Галина держала перед собой листок на обеих ладонях и долго вчитывалась в то, что было написано на нем, потом вдруг с криком оттолкнула его от себя, точно омерзительного паука, и убежала в дом.
В растерянности я машинально поднял с полу этот косо оторванный листок и, прежде чем успел сообразить, что совершаю бестактность, одним взглядом промахнул короткую фразу:
«Осточертела ты мне, проклятая баба».
Я понял, что хозяевам теперь будет не до меня. Положив листок на прежнее место, на пол, как будто никто и не поднимал его, я спустился с веранды и пошел на станцию.
Под старыми тополями
Старые тополя на бульваре моего родного города всегда вызывают у меня воспоминания о далеком прошлом, и не потому ли я так люблю побродить по бульвару, особенно в ранний утренний час, когда влажный воздух пропитан запахом тополиной листвы. Ведь мир воспоминаний населен людьми и наполнен событиями не менее интересными и значительными, чем день бегущий. В воспоминаниях друзей и близких бессмертен человек. Воспоминания неистребимы, даже если уже исчезли с лица земли люди, дела и вещи, вызвавшие их к жизни.
В этот раз, приехав в К., я мельком увидел на бульваре двух знакомых людей, с которыми, по сути дела, не был знаком, но так часто встречал их в прошлые годы, что в представлении моем они были неотделимы от города как часть его истории.
Они стали старше на тридцать лет, оба заметно потучнели, обрели плавную неторопливость в походке и прочное спокойствие в выражении лиц. У него на воротничок рубашки набегала толстая складка шеи, было бело-розовое лицо здорового, трезвого и некурящего человека, в одежде бросалась в глаза подчеркнутая чистота и аккуратность. Она же — эдакая крупная, красивая полнотелой красотой женщина, медленная и даже величавая — спокойно глядела перед собой кустодиевским взглядом.
Рукава его пиджака, застегнутого на все три пуговицы, были, как и прежде, засунуты в карманы. Он не носил протезы.
Даже через тридцать лет память легко подсказала историю этих людей. Перед войной они, может быть, один-единственный раз поцеловались на школьном вечере где-нибудь в залитом лунным светом коридоре или под этими лопотавшими листвой тополями. На фронт она написала ему два письма; он не ответил.

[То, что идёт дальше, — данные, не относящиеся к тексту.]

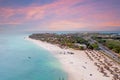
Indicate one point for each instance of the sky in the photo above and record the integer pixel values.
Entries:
(59, 15)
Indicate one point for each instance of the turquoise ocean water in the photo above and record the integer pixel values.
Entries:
(23, 60)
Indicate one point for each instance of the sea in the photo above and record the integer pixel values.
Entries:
(23, 60)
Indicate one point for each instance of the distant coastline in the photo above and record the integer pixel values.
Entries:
(82, 64)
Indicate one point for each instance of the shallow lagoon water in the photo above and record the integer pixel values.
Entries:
(23, 60)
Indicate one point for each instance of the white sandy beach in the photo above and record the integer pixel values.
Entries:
(79, 66)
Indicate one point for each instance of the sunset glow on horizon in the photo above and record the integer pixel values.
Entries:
(60, 15)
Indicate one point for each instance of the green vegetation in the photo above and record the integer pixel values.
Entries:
(112, 44)
(63, 40)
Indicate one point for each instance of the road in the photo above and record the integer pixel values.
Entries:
(107, 51)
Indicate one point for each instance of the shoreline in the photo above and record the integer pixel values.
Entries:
(78, 66)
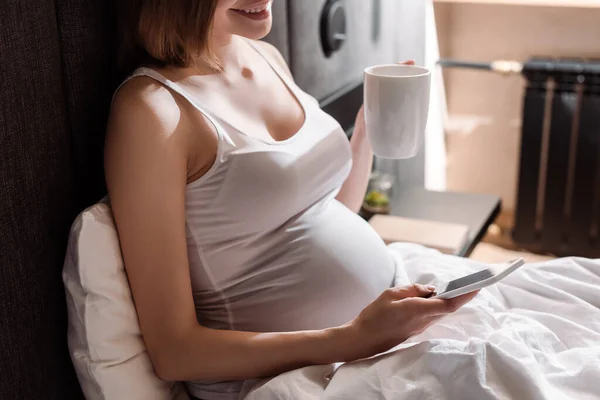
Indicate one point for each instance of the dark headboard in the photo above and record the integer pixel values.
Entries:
(56, 78)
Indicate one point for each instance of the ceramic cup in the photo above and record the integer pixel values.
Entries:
(396, 108)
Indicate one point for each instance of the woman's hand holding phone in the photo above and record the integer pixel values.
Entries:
(398, 314)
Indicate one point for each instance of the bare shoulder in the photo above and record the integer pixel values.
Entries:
(143, 103)
(145, 110)
(274, 54)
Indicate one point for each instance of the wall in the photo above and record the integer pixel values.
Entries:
(483, 136)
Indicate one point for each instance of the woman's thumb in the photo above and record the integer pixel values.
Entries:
(414, 290)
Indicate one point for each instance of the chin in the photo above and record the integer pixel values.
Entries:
(255, 30)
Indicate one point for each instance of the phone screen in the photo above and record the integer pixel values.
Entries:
(468, 280)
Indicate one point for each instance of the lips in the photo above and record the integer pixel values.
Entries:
(255, 9)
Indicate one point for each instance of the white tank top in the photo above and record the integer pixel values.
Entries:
(270, 248)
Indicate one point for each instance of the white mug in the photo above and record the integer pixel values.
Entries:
(396, 108)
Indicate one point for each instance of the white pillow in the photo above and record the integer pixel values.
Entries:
(104, 336)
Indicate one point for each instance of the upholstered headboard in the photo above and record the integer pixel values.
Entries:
(56, 78)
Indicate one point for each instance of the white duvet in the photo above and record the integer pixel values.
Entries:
(535, 335)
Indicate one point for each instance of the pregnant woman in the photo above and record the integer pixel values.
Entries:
(235, 198)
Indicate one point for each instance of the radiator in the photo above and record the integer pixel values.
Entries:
(558, 201)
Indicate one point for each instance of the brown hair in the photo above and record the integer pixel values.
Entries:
(166, 33)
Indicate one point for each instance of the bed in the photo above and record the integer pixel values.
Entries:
(535, 335)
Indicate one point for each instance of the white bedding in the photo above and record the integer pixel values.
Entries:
(535, 335)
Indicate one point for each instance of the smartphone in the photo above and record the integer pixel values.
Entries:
(478, 280)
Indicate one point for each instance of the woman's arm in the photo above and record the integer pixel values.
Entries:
(146, 170)
(353, 191)
(147, 160)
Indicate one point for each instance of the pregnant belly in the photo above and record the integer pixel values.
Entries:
(318, 271)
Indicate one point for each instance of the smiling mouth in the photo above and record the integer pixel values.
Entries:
(258, 13)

Когда вскоре он вернулся в город без обеих рук, она пришла к нему и сказала, что никогда не уйдет. Он прогонял ее; нарочно, чтобы обидеть, ругал самыми бранными словами, бился головой о стену, истерически вопя, что лучше убьет себя, чем позволит ей ухаживать за ним. Но она не ушла.
На первых порах ей, семнадцатилетней девочке, любив шей романы Тургенева и разводившей у себя во дворе пионы и георгины редких сортов и необыкновенной красоты, пришлось справлять за ним весь грязный уход. Это было, наверно, тяжелым испытанием, тем более что он ощетинивался против любого проявления ее заботливости. А сам в это время бегал к хирургам по госпиталям, которые тогда были размещены почти во всех школах города.

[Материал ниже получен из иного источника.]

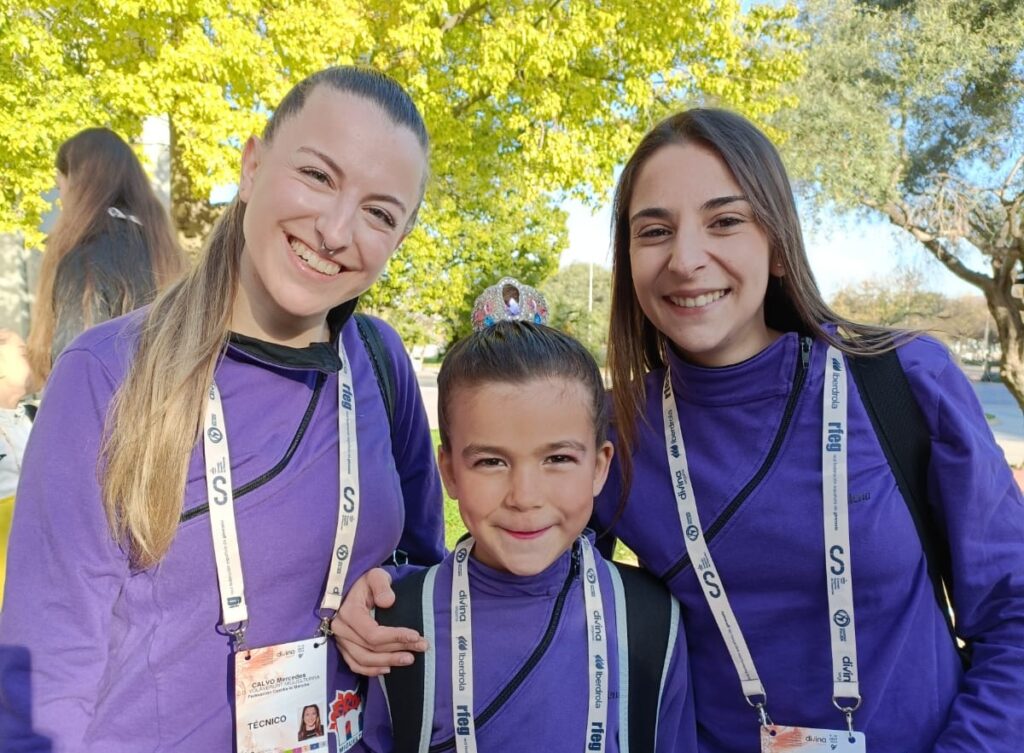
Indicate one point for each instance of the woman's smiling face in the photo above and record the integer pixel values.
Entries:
(699, 260)
(328, 201)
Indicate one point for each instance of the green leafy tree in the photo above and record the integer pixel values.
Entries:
(527, 101)
(900, 300)
(580, 303)
(913, 111)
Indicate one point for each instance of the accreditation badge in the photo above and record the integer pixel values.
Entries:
(281, 698)
(777, 739)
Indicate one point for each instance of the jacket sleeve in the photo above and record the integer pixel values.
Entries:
(423, 536)
(677, 729)
(979, 504)
(377, 735)
(64, 570)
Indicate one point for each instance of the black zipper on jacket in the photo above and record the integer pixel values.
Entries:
(281, 465)
(531, 662)
(791, 407)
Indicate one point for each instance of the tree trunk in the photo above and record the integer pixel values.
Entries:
(1006, 311)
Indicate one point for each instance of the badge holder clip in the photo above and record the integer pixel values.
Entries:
(847, 711)
(759, 702)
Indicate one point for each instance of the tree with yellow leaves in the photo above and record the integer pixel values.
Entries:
(527, 102)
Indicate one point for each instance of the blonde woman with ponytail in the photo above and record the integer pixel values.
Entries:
(161, 542)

Каким-то непостижимым хирургическим волшебством приспособленные сначала держать ложку, его короткие култышки со временем оказались способными держать и рейсфедер. Он стал работать на заводе чертежником, калькировал медленно, но аккуратно и точно, и ему поручали неспешную, но особо тонкую работу.

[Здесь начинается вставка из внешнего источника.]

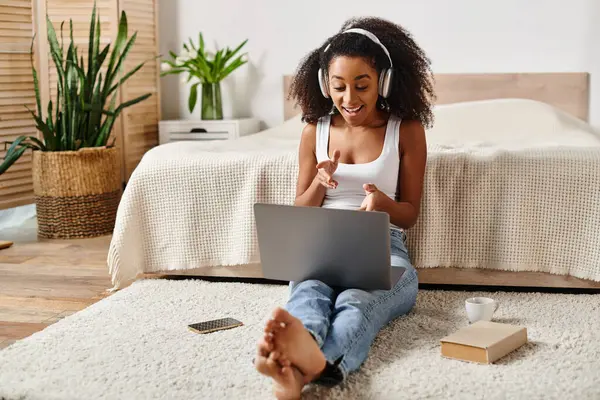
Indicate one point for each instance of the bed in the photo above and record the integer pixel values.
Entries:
(512, 191)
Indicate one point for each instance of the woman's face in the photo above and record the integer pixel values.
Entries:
(353, 86)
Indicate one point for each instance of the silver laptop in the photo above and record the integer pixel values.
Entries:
(343, 248)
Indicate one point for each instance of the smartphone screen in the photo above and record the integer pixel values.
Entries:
(215, 325)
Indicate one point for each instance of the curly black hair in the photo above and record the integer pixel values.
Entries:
(412, 93)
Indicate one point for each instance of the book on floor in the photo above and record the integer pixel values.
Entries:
(483, 342)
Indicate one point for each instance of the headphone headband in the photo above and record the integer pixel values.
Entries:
(371, 36)
(384, 86)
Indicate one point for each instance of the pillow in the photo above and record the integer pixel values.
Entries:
(508, 123)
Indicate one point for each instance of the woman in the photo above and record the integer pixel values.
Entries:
(366, 96)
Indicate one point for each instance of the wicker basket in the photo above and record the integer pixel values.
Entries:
(77, 193)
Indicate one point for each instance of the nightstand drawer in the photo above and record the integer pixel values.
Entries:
(180, 130)
(178, 136)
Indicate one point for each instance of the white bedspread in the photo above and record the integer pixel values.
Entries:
(504, 201)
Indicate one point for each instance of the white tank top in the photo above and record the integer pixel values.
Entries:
(383, 171)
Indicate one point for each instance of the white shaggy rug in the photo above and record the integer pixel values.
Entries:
(135, 345)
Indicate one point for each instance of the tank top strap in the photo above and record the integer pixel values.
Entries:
(322, 139)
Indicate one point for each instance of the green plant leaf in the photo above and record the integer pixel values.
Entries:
(119, 42)
(120, 62)
(36, 85)
(193, 97)
(93, 49)
(10, 159)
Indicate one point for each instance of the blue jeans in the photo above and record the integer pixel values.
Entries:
(344, 322)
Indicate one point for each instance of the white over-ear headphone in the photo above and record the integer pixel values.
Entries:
(385, 77)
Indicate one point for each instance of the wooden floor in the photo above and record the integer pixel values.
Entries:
(42, 281)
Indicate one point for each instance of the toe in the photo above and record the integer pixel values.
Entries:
(261, 366)
(273, 325)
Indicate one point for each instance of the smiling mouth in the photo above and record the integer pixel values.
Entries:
(353, 110)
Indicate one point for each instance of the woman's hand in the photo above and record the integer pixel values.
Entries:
(375, 200)
(327, 169)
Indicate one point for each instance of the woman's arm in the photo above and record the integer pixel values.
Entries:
(309, 190)
(413, 149)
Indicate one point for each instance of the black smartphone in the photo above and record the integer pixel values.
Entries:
(215, 325)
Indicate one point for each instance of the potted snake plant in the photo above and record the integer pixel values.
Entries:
(76, 168)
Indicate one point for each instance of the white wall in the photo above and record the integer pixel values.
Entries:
(458, 36)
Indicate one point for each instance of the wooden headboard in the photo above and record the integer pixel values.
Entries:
(568, 91)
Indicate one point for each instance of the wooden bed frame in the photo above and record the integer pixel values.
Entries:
(566, 91)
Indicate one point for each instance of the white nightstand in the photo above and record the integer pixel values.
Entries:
(225, 129)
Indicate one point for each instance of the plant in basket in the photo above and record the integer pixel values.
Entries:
(76, 168)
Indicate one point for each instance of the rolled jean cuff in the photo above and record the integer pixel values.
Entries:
(316, 336)
(332, 375)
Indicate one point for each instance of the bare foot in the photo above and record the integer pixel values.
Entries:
(295, 345)
(287, 381)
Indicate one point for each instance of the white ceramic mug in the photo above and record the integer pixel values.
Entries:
(480, 308)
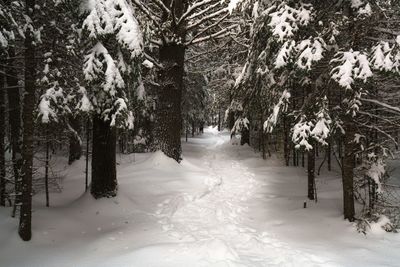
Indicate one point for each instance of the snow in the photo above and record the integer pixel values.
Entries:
(115, 17)
(223, 206)
(285, 21)
(352, 65)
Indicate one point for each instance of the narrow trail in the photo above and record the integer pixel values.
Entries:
(213, 225)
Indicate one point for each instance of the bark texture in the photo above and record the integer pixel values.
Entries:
(348, 170)
(14, 119)
(2, 143)
(104, 173)
(75, 146)
(25, 230)
(311, 173)
(168, 124)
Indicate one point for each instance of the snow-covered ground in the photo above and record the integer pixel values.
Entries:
(223, 206)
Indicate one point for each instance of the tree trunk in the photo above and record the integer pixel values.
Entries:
(104, 173)
(348, 168)
(75, 146)
(2, 142)
(168, 123)
(14, 118)
(245, 136)
(311, 173)
(25, 229)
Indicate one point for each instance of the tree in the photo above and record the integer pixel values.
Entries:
(25, 230)
(176, 25)
(318, 42)
(111, 71)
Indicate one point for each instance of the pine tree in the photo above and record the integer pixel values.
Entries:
(25, 229)
(110, 70)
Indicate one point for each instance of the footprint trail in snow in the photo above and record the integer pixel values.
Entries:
(211, 229)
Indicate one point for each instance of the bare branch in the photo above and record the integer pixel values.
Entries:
(153, 17)
(206, 18)
(193, 8)
(152, 60)
(222, 33)
(162, 6)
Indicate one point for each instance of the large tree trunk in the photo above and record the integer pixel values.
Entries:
(104, 173)
(348, 169)
(168, 124)
(311, 173)
(14, 118)
(25, 229)
(245, 136)
(75, 146)
(2, 142)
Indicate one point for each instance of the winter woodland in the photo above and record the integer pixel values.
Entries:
(199, 133)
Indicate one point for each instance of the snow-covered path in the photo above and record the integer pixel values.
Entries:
(211, 228)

Узнал я, что работает он там и поныне.
Мы восхищаемся красотою подвига-порыва, но есть неэффектный внешне подвиг самоотверженной любви на всю жизнь, за который люди еще не придумали награды…
Выздоровление
Приближение болезни я почувствовал еще в пути и, когда вышел из вагона у деревянного вокзала маленького северного городка, то уже знал, что мне не избежать больничной койки.
Больница была тоже деревянной. Серые некрашеные бревна ее построек казались какими-то скитами и должны были действовать удручающе не только на больного человека, но и на здорового. И короткие дни северной зимы тоже были серы, мглисты, мутны, точно окна снаружи занавешивались грязными простынями.
Сколько насчитал я этих тягучих, как резина, дней, — несть числа!
Но по календарю на юге уже была весна и двигалась, подтачивая снега, озаряя небо синью марта, накаляя добела солнце, двигалась на крыльях теплых ветров к маленькому северному городку.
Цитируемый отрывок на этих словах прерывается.